Missing Person
that..."
    "Don't you think he looks like me?"
    "Yes ... Could be," he said without conviction.
    So, it was clear my name was not Freddie Howard de Luz. I looked at the lawn with its high grass whose borders caught the last rays of the setting sun. I had never walked this lawn, arm in arm with an American grandmother. I had never played, as a child, in this "maze." The frame, with its swings, had not been put up for me. Pity.
    "You say, South American?"
    "Yes ... But he spoke French like you and me ..."
    "And you often saw him here?"
    "A few times."
    "How did you know he was South American?"
    "Because one day I went to Paris to fetch him by car and bring him back here. He'd told me to pick him up at the place where he worked ... A South American embassy..."
    "Which embassy?"
    "There you're asking too much ..."
    The change in my circumstances took some getting used to. I was no longer the scion of a family whose name appeared in a number of old social directories and even in the year-book, but a South American whose trail would be infinitely harder to pick up.
    "I think he was a childhood friend of Freddie's ..."
    "He came here with a woman?"
    "Yes. Two or three times. A Frenchwoman. The four of them used to come here together... After the grandmother's death..."
    He rose.
    "Shall we go in? It's getting cold ..."
    Night had almost fallen and once again we found ourselves in the "summer dining-room."
    "This was Freddie's favorite room ... All four of them, Freddie, the Russian woman, the South American and the other girl, used to sit up here very late in the evening ..."
    The divan was no more than a soft blur and a lattice work of shadows danced on the ceiling in diamond shapes. I tried in vain to recapture the echoes of our evenings together.
    "They put a billiard table in here ... The South American's girlfriend was the one who particularly liked billiards ... She won every time ... I can tell you because I played her several times ... The table's still here, by the way..."
    He led me into a dark corridor, switching on a flashlight, and we emerged into a tiled hall with a majestic staircase sweeping up from it.
    "The main entrance ..."
    Under the stairs, there was, indeed, a billiard table. He shone his flashlight on it. A white ball, in the center, as though the game had been interrupted and would start again at any moment. And as though Gay Orlov, or I, or Freddie, or the mysterious Frenchwoman who accompanied me here, or Bob, were already leaning forward, to take aim.
    "You see, the billiard table's still there ..."
    He swept the majestic staircase with his flashlight.
    "It's no use going up to the other floors ... The whole mess is under seal..."
    I thought - Freddie had a room up there. A child's room, then a young man's room with bookshelves, photographs on the wall, and - who knows? - perhaps one of them showing all four of us, or the two of us, Freddie and me, arm in arm.

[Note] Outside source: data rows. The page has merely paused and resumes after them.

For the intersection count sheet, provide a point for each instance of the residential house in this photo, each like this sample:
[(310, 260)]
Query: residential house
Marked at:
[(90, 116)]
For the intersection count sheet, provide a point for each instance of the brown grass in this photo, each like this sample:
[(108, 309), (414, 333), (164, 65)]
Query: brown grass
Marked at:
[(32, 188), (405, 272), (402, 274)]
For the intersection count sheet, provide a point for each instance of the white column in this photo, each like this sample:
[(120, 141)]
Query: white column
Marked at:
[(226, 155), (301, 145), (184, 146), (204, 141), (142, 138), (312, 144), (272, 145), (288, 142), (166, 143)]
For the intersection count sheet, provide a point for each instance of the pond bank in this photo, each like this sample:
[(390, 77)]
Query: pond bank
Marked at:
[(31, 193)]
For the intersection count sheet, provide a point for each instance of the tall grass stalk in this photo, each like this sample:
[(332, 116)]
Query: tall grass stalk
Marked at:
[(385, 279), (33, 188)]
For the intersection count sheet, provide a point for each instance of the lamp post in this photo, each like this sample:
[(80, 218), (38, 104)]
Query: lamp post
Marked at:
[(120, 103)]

He leaned against the billiard table to relight his pipe. I, for my part, could not help staring at this great staircase which it was no use climbing, because up there, everything was "under seal."
    We left by the small side door, which he closed, turning the key twice in the lock. It was dark.
    "I've got to catch the train to Paris," I told him.
    "Come with me."
    He gripped my arm and we followed the surrounding wall until we reached the old stables. He opened a glass- fronted door and lit an oil lamp.
    "They cut off the electricity ages ago ... But they forgot to cut the water ..."
    We were in a room, in the middle of which was a dark, wooden table and some wicker chairs. On the walls, earthenware plates and some copper dishes. A stuffed boar's head over the window.
    "I'm going to give you something."
    He crossed the room to a cupboard at the other end, and opened it. He took out a box which he placed on the table, with the words "Biscuits Lefebvre Utile - Nantes" on its lid. Then he stood in front of me.